Ancak dünkü deprem bize gösterdi ki en önemli konu haberleşmek moda terimle iletişim. Daha doğrusu iletişimsizlik. Ellerde neredeyse değeri 10 bini bulan telefonlar çekmiyor. Ne anladım ben bu işten. Allah korusun yıkıntı altında kalan insan nasıl haber verecek durumunu ya da nasıl ulaşacağız biz yakınımıza? Hiç mi yaptırım yoktur bunlara? Neden ulaştırma bakanlığı zorlayıcı maddeler koymaz bunlara. Sermayenizin yüzde 50 sini baz güçlendirme istasyonlarınıza harcayacaksınız, yeni yatırımlara yönlendireceksiniz demez?
Ey siyasetçiler gece gündüz televizyonlarda kısır çekişmelereler ile vakit öldüreceğinize iş üretin. Hesap sorun yaptırım gücünüzü kullanın.
Deprem anında toplanma merkezlerine bina yapmaktan vazgeçin. Unutmayın o binaların altında sizde kalabilirsiniz.
Dün görülen en büyük sıkıntı halkın birbiriyle iletişinin kesilmesiydi. GSM şirketleri aldığınız o paralar helal değil.
Şimdi derlemeye çalıştığım GSM operatörlerinin açık kalmasını kısmen sağlayacak bir kaç öneri sunayım. Aklınızda olsun.
1-Çok acil durumlar dışında sesli iletişimi ( baz istasyonlarının kapasitesini doldurmamak için) kullanmayın. Dünkü kesintinin ana sebebi herkesin aynı anda konuşma yapmak için arama yapması imiş.

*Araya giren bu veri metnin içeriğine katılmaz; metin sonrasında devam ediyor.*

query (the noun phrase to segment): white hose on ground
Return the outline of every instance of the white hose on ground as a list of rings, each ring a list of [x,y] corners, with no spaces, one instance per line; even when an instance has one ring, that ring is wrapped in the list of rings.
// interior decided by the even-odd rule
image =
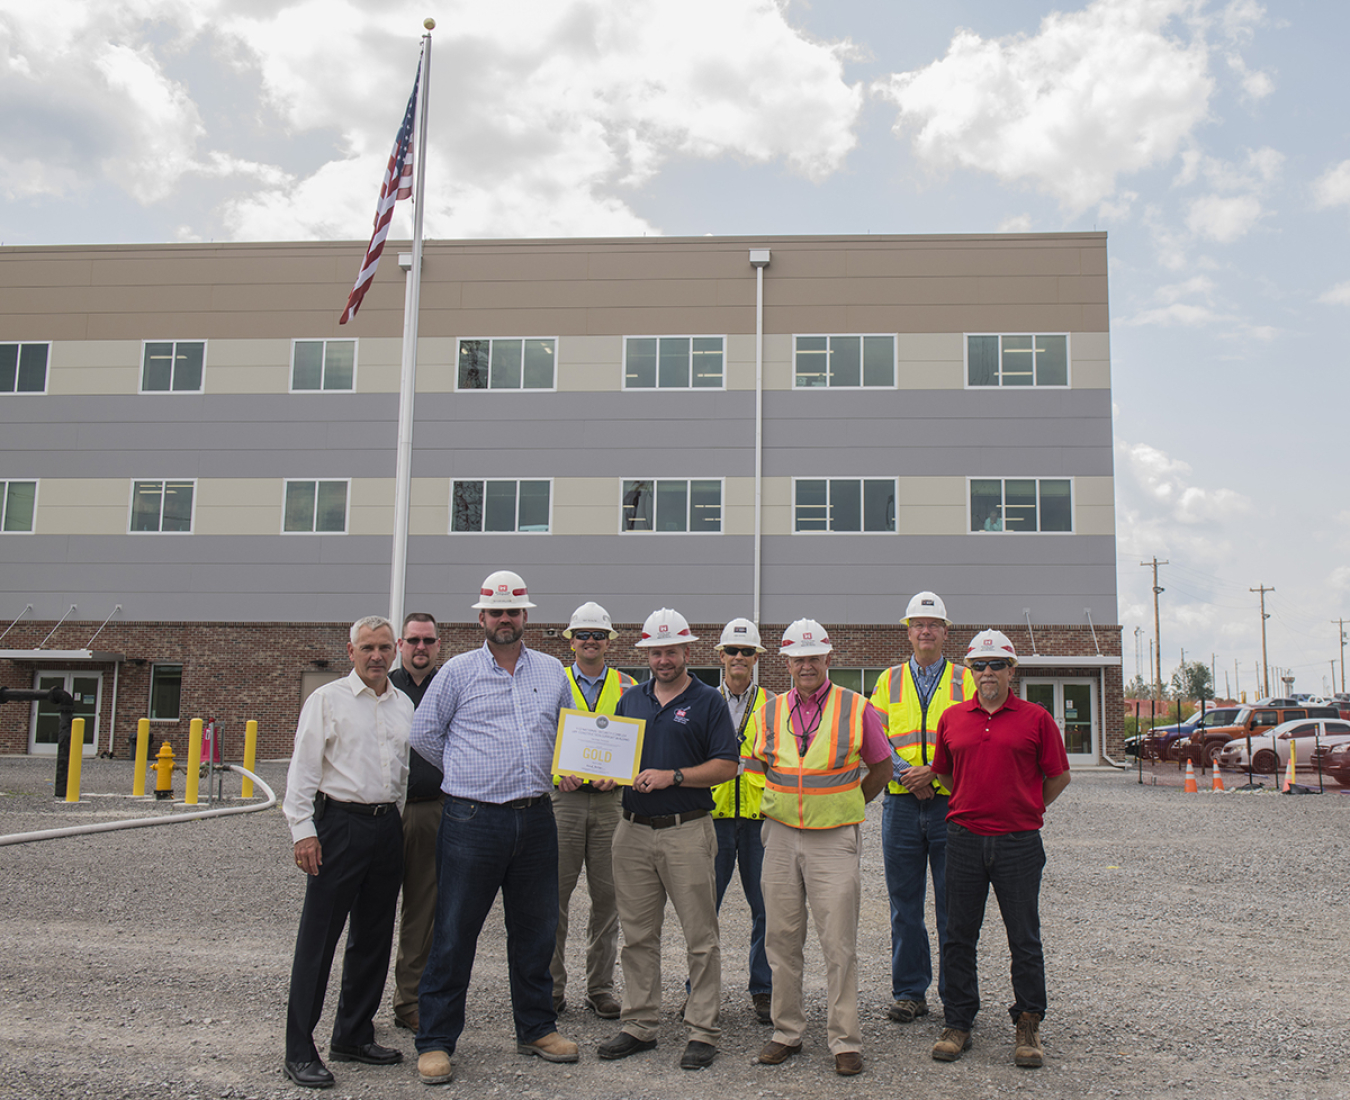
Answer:
[[[247,768],[238,764],[226,764],[232,772],[253,780],[267,792],[267,799],[250,806],[224,806],[216,810],[198,810],[190,814],[167,814],[163,817],[133,817],[126,821],[105,821],[99,825],[71,825],[65,829],[42,829],[36,833],[11,833],[0,836],[0,847],[6,844],[27,844],[34,840],[59,840],[68,836],[84,836],[88,833],[111,833],[118,829],[148,829],[152,825],[175,825],[180,821],[200,821],[204,817],[225,817],[227,814],[253,814],[259,810],[271,809],[277,804],[276,792]]]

2- Geçici internet paketlerinizin şifresini kaldırın. Acil durumlarda bırakın diğer insanlar kullansın. Korkmayın o anda kimse kötülük düşünmez
3- İnternet ağ trafiğini yavaşlatmamak adına oyun, video, v.b. hız gerektiren faaliyetler yapmayınız.
4- Deprem sonrasında lütfen işyeri sahipleri kafe, restoran, AVM gibi Wİ-Fİ hizmetlerini şifrelerini kaldırarak açık hale getirin. Bir günlüğüne de olsa. Bırakın insanlar yararlansın.
5- Genel olarak WhatsApp, facebook, Mesennegeri tercih ederek iletişim sağlayın. Dün en çok haberleşme WhatsApp2tan haberleşme sağlandı.
Her şeyden önemlisinde oturduğumuz binaların sağlamlığını sorgulayın.
Yazının başında ” deprem öldürmez cehalet öldürür’’ dedim evet. Aslında bende biliyorum yıkılan binaların sonumuz olduğunu, ancak unutmayın o binaları güvensiz yapan yine bizleriz. Kalın sağlıcakla.